De woonlasten van de man
14. Nu de echtelijke woning is verkocht en aan een derde zal worden geleverd zal de man andere woonruimte moeten zoeken. Er zijn door de man geen stukken in het geding gebracht waaruit het hof de huidige woonlasten van de man kan afleiden.
Nu hij geen stukken in het geding heeft gebracht waaruit zijn huidige woonlasten blijken, zal het hof voor de periode na 1 januari 2013 naast de in de bijstandnorm voor een alleenstaande begrepen gemiddelde basishuur van € 219,- (tarief januari 2013) geen rekening houden met woonlasten van de man.
De draagkracht van de man tot 1 januari 2013
15. Het hof heeft een draagkrachtberekening van de man opgesteld en daarbij gelet op het voorgaande en de overige niet-betwiste bedragen. Uit de door het hof opgestelde, en aangehechte, draagkrachtberekening blijkt dat de man in de periode tot 1 januari 2013 een draagkracht van € 425,- per maand had om een bijdrage in de kosten van verzorging en opvoeding van [kind] te voldoen. De man is derhalve, gelet op het vorenstaande en in aanmerking nemende het fiscale voordeel, in staat een bijdrage van € 457,- per maand te voldoen.

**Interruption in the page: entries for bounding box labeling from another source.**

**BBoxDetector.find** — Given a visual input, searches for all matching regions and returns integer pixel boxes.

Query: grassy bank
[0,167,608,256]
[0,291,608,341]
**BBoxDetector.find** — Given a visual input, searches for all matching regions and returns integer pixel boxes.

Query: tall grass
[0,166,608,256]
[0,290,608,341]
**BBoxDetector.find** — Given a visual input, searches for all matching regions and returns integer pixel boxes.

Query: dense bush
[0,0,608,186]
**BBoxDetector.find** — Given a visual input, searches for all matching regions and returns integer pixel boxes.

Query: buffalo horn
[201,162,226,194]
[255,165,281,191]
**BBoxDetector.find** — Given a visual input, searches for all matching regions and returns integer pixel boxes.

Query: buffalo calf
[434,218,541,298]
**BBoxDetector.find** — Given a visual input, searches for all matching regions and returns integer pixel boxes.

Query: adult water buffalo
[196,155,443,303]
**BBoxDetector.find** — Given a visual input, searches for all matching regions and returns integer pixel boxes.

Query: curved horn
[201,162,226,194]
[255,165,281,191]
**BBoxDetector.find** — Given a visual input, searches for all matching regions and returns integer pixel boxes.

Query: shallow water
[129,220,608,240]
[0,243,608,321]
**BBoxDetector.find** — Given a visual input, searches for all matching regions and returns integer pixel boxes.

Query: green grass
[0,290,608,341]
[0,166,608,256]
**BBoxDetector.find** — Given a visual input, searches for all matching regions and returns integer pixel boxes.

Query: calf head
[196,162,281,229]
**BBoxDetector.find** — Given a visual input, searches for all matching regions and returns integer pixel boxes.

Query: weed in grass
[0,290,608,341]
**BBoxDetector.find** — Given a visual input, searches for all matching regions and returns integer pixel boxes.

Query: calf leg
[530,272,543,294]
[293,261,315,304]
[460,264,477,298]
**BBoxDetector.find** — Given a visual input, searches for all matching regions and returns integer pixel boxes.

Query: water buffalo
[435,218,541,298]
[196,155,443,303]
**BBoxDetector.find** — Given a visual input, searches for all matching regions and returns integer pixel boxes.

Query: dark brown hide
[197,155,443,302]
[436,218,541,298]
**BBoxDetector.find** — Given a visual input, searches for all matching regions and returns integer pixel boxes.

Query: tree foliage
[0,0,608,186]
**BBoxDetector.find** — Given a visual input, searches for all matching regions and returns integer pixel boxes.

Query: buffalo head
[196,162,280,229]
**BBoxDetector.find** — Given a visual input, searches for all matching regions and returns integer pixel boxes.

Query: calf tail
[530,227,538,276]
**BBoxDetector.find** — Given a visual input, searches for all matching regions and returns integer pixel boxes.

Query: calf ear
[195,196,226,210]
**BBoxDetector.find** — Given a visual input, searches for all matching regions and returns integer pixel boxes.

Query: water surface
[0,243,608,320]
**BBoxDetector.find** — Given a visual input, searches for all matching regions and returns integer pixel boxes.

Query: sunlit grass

De draagkracht van de man na 1 januari 2013
16. Het hof heeft voor de periode vanaf 1 januari 2013 eveneens een draagkrachtberekening van de man opgesteld en daarbij gelet op het voorgaande en de overige niet-betwiste bedragen. Uit de door het hof opgestelde, en aangehechte, draagkrachtberekening blijkt dat de man vanaf
1 januari 2013 een draagkracht van € 525,- per maand heeft om een bijdrage in de kosten van verzorging en opvoeding van [kind] te voldoen. Vanaf
1 januari 2013 is de man derhalve in staat om het door de rechtbank opgelegde bedrag ad € 500,- per maand te voldoen.
Slotsom
17. De beschikking waarvan beroep dient gedeeltelijk te worden vernietigd en er zal opnieuw worden beslist zoals hieronder aangegeven.
De beslissing
Het gerechtshof:
vernietigt de beschikking waarvan beroep voor zover het de toedeling van de echtelijke woning aan de man en de door de man aan de vrouw te betalen bijdrage in de kosten van verzorging en opvoeding van [kind] betreft;
en in zoverre opnieuw beslissende in zaaknummer: 200.108.189:
bepaalt dat de echtelijke woning van partijen voor gezamenlijke rekening zal worden verkocht;
en in zoverre opnieuw beslissende in zaaknummer: 200.108.188:
bepaalt de door de man aan de vrouw te betalen bijdrage in de kosten van verzorging en opvoeding van minderjarige [kind], geboren [in 2008] met ingang van de datum van inschrijving van de echtscheidingsbeschikking in de registers van de burgerlijke stand op € 457,- per maand en per 1 januari 2013 op € 500,- per maand;
bepaalt dat deze bijdrage, voor zover de termijnen niet zijn verstreken, telkens bij vooruitbetaling aan de vrouw dient te worden voldaan;
verklaart deze beschikking uitvoerbaar bij voorraad;
wijst af het meer of anders verzochte;
bekrachtigt de beschikking waarvan beroep voor het overige.
Deze beschikking is gegeven door mrs. I.A. Vermeulen, voorzitter,
G. Jonkman en G.K. Schipmölder, en uitgesproken ter openbare terechtzitting van dit hof van 28 februari 2013 in bijzijn van de griffier.